Friday, June 5, 2026

Anchored Through the Storms

 Recovery brought me joy, clarity, and freedom.


But it did not spare me from life’s storms.


In the early years, I was diagnosed with fibromyalgia and chronic fatigue. My body often felt heavy, even as my spirit was learning how to heal.


Then came more loss.


My brother drowned in a scuba diving accident.
A few years later, my mother died from lung cancer.


Grief arrived in waves, one sorrow following another.


And still, recovery held.


Each morning became an act of faith—showing up for my son, my partner, and myself.

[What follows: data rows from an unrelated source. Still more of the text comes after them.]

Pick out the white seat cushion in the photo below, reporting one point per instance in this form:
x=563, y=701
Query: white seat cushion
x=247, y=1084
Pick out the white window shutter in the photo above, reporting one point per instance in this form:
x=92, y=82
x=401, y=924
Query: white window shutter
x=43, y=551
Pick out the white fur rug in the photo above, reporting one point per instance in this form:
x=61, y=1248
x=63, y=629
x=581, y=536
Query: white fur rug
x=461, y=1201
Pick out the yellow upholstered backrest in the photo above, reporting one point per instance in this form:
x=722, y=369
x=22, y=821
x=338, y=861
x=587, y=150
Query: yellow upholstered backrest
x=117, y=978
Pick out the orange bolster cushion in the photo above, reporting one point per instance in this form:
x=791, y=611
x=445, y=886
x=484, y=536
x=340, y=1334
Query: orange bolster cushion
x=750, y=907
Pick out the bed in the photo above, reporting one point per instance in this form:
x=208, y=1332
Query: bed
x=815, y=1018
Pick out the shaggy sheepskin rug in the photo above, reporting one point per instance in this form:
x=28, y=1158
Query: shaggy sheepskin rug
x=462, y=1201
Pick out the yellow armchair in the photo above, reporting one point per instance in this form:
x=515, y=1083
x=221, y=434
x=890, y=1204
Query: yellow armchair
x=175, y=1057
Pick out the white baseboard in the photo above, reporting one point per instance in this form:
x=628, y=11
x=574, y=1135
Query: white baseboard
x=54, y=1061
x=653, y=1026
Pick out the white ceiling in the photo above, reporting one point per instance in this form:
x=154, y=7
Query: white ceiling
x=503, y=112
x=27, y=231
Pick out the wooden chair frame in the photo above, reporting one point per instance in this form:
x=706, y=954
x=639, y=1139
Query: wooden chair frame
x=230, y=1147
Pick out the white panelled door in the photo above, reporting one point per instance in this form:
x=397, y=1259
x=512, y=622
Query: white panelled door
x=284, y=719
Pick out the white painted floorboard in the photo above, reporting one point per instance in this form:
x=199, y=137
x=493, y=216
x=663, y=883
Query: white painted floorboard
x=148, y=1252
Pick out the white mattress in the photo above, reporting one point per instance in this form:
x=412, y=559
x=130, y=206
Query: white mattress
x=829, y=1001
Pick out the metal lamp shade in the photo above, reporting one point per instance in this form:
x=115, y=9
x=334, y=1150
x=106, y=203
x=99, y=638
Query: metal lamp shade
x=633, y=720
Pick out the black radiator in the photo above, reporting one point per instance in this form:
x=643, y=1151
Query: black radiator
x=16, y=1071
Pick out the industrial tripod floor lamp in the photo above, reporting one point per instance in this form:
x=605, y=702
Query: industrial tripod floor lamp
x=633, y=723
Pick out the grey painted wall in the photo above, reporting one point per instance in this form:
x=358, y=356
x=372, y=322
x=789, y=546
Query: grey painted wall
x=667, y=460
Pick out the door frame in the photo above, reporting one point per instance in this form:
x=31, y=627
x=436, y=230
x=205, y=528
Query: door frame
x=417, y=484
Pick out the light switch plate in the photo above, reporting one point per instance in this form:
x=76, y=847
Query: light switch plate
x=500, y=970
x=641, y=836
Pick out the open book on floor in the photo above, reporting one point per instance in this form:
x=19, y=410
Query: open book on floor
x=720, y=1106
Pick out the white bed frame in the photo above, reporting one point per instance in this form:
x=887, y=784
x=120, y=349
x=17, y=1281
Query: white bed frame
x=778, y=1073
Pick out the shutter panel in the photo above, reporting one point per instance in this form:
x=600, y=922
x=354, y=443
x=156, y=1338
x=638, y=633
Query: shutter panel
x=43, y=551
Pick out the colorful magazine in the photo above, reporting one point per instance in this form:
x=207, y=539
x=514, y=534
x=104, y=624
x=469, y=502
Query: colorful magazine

Some days, I moved forward only an inch at a time.


Yet even in the darkest seasons, life offered small mercies:


a shared laugh,
a kind word,
a quiet walk by the sea.


Recovery taught me that sorrow and joy are not opposites.


They can live side by side.


Without knowing it, I was building something within myself—a deeper resilience, a steadier faith.


I was going to need both.


More loss would come.
More pain.


But somewhere beneath it all, I carried a quiet knowing:


I could endure.


And somehow, I would find my way forward.


Thursday, June 4, 2026

The Long Goodbye to Pain

For most of my life,
love and pain arrived holding hands.


I did not know
where one ended
and the other began.


Pain was familiar.
Pain stayed.


Then something shifted.


For the first time,
I felt God not as distant,
but as a quiet presence within me—
steady, intimate, alive.


I saw how often I had searched for safety
in other people,
while the love I longed for
had been waiting patiently inside me all along.


As this truth settled,
old memories rose to the surface.


My father hurt us.
My mother told us it was love.


And so a child learned
a dangerous lesson:


that pain and love belonged together.


The pattern followed me into adulthood.
Pain brought attention.
Pain brought comfort.
Pain brought connection.


My body remembered
what my mind could not yet see.


Then one day,
after a deep and honest grief,
the pain softened for a moment.


Just long enough
for me to listen.


What surfaced was truth.


Years of doubting myself.
Years of questioning my own reality.
Old wounds repeated in new forms.


And for the first time,
I chose differently.


I stopped explaining.
Stopped abandoning myself.
Stopped calling harm by gentler names.


In prayer,
I saw the little girl I once was—
frightened, tender, trying so hard to be good.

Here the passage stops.